The two largest fall races in the Washington, D.C. area will be run as planned even with the federal government having shut down.
The Army 10-Miler, scheduled for October 20, and the Marine Corps Marathon, scheduled for October 27, would be largely unaffected by a potential government shutdown, spokespeople for both events told Runner's World Newswire.
"It's not going to affect our race," said a spokesperson for the Army 10-Miler, which, with 22,065 finishers in 2012, was the second largest 10-miler in the United States.
"Marine Corps Marathon staff is paid with non-appropriated funds," said Tami Faram, public relations coordinator for the marathon, which was the third largest marathon in the United States last year. "The race will go on."
With Congress unable so far to reach a budget agreement for the fiscal year that started October 1, some federal workers have been furloughed, and some federal services stopped. But because the Marine Corps Marathon staff is paid from funds that are provided outside the appropriations process, those workers wouldn't be affected by a shutdown.
Faram said some agencies the marathon partners with, including federal law enforcement and the National Park Service, might furlough some of its workers.

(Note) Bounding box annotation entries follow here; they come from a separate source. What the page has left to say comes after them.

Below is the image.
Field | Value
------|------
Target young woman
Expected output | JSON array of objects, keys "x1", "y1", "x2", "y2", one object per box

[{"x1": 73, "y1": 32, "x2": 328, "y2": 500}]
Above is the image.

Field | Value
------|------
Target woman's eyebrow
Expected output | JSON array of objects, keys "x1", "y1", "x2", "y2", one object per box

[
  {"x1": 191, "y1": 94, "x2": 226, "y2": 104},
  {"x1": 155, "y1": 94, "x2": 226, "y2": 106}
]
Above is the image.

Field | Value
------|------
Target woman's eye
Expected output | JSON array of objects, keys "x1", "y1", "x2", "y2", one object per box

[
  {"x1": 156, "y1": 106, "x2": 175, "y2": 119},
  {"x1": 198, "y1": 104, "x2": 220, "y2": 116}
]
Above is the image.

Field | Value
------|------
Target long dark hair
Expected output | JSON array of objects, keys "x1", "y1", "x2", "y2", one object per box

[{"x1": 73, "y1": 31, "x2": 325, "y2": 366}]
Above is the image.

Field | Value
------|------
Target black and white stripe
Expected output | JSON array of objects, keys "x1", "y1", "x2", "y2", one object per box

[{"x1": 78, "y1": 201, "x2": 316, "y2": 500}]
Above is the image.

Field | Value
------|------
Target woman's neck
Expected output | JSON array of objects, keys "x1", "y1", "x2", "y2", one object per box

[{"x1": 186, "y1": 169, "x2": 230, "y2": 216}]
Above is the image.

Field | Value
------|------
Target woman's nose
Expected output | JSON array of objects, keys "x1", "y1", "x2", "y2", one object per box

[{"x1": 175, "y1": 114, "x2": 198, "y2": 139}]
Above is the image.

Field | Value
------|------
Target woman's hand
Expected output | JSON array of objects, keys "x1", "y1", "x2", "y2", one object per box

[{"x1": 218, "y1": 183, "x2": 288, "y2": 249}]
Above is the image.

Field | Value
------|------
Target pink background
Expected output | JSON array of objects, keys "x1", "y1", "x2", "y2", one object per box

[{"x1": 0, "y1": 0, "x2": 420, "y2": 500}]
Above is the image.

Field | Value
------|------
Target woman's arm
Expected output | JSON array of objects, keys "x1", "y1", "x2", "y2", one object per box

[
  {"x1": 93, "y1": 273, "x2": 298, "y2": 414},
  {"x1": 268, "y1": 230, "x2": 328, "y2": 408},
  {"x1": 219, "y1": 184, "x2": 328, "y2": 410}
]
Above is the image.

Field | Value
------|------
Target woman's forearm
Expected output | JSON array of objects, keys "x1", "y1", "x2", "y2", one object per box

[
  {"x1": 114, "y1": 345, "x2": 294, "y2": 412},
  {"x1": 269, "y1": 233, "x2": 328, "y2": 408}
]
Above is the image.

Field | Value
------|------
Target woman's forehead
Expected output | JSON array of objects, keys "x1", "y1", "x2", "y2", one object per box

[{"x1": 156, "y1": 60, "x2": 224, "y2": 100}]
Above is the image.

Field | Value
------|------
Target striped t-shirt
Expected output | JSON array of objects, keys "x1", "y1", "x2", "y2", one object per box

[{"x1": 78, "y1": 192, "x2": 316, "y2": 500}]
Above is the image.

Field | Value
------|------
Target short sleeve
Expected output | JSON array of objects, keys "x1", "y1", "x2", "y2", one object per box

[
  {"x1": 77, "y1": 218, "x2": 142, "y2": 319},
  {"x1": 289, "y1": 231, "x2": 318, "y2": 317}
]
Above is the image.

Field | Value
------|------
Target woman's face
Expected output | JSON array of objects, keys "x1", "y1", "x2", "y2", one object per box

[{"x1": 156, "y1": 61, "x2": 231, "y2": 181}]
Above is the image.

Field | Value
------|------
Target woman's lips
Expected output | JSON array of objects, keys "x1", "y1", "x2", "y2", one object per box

But, Faram said, the marathon doesn't have a list of who those workers might be at this point, because individual federal agencies determine which of their workers are considered essential (i.e., will report to work during the shutdown) and which are considered non-essential (i.e., are furloughed during the shutdown).
In addition, Faram said, the marathon works with several private contractors whose staff would not be immediately affected by a shutdown.